Liz McCormick Published

Bill To Reduce Homeschooler Assessments Moves Through Committee

Mike Azinger - January 17 2019.jpg

The Senate Education Committee approved a bill Tuesday that will allow parents of homeschoolers to submit their child’s academic assessment only once in that child’s homeschool career.

Under current law, homeschoolers in West Virginia must provide an academic assessment to their local county school board at the end of grades 3, 5, 8 and 11. The goal is to ensure that the child is where they need to be academically.

Senate Bill 541 would change this and allow homeschool students to submit only one academic assessment by June 30 of the first year in which the child is homeschooled. If the county school board deems the child is performing well, then no other tests will be required.

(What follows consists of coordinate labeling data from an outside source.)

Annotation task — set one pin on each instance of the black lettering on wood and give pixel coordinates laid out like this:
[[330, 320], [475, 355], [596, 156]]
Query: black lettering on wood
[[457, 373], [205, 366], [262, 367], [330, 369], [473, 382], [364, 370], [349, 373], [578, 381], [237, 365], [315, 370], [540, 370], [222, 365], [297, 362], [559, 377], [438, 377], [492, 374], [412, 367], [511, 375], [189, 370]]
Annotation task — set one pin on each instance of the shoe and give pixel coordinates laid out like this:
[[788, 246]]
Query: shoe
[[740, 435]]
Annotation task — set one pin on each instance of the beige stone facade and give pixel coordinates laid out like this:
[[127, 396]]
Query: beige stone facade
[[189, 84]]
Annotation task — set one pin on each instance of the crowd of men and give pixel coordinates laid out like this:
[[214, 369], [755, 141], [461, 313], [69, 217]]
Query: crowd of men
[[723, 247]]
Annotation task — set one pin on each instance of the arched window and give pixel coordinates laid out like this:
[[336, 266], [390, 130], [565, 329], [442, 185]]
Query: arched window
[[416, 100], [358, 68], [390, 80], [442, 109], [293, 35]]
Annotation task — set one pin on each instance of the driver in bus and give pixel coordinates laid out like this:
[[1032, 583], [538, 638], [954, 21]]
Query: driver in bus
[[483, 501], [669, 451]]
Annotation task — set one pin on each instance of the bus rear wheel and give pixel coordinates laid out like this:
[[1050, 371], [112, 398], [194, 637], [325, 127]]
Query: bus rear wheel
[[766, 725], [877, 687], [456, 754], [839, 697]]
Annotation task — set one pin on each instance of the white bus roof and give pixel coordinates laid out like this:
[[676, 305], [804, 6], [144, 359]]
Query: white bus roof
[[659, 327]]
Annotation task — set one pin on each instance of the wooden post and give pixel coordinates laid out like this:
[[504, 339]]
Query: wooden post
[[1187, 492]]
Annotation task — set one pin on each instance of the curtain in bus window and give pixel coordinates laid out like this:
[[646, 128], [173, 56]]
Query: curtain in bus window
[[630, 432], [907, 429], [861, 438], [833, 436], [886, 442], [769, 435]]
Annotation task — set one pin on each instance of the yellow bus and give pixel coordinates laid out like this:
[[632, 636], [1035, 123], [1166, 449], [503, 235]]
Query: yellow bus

Sen. Mike Romano, D-Harrison, said he opposes the bill, arguing that some homeschool parents may let their students fall behind.

“I think we make a terrible mistake when we close our eyes to the education of our kids for 12 years,” Romano said. “I wouldn’t want that to happen in public school, wouldn’t want it to happen in private school, wouldn’t want it to happen in parochial school, [and] wouldn’t want it to happen to homeschoolers.”

Supporters of the bill, such as Senate Finance Chair Eric Tarr, R-Putnam, argued that one assessment is enough to see if a child isn’t doing well in homeschool or if there’s a problem at home.

“In the first year, those types of problems are going to be seen,” Tarr said. “If you have somebody who’s been showing that they’re adequately serving their child and their educational purposes for a year, they’re not going to suddenly turn and go the other way.”

Other supporters argue that ultimately, a student’s education should be between the parent and child.

“The parents have a passion for their children,” said the bill’s lead sponsor Sen. Mike Azinger, R-Wood. “They love their children, and they homeschool their kids for a reason.”

Senate Bill 541 passed out of committee and now heads to the full Senate.